FDA Approves Idelvion for Hemophilia B

Disclosures

March 04, 2016

The US Food and Drug Administration (FDA) today approved a drug for children and adults with hemophilia B called albutrepenonacog alfa (Idelvion, CSL Behring), which combines albumin with factor IX to reduce injection frequency.

Factor IX is a naturally occurring clotting factor that's deficient in people with hemophilia B.

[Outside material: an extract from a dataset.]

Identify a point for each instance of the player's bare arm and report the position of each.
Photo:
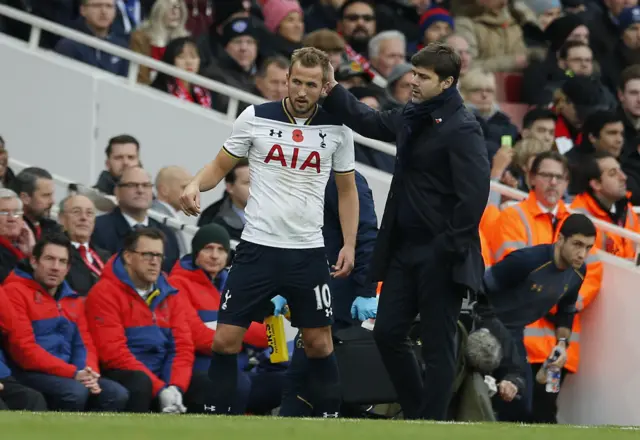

Albutrepenonacog alfa is the first recombinant coagulation factor IX product approved by the FDA that contains albumin, a protein found in blood. It is the second FDA-approved product that combines the clotting factor with any sort of protein that prolongs circulation time. The first was eftrenonacog alfa ( Alprolix , Biogen Idec), which fuses factor IX to the Fc portion of IgG subclass I. Like albumin, this bloodstream protein gives factor IX extra staying power, potentially translating into less frequent injections when the drug is used to prevent bleeding episodes.

European Union regulators recommended approval of both albutrepenonacog alfa and eftrenonacog alfa last month.

Albutrepenonacog alfa is indicated specifically for on-demand control and prevention of bleeding episodes, management of postoperative bleeding, and as prophylaxis to reduce the frequency of bleeding episodes.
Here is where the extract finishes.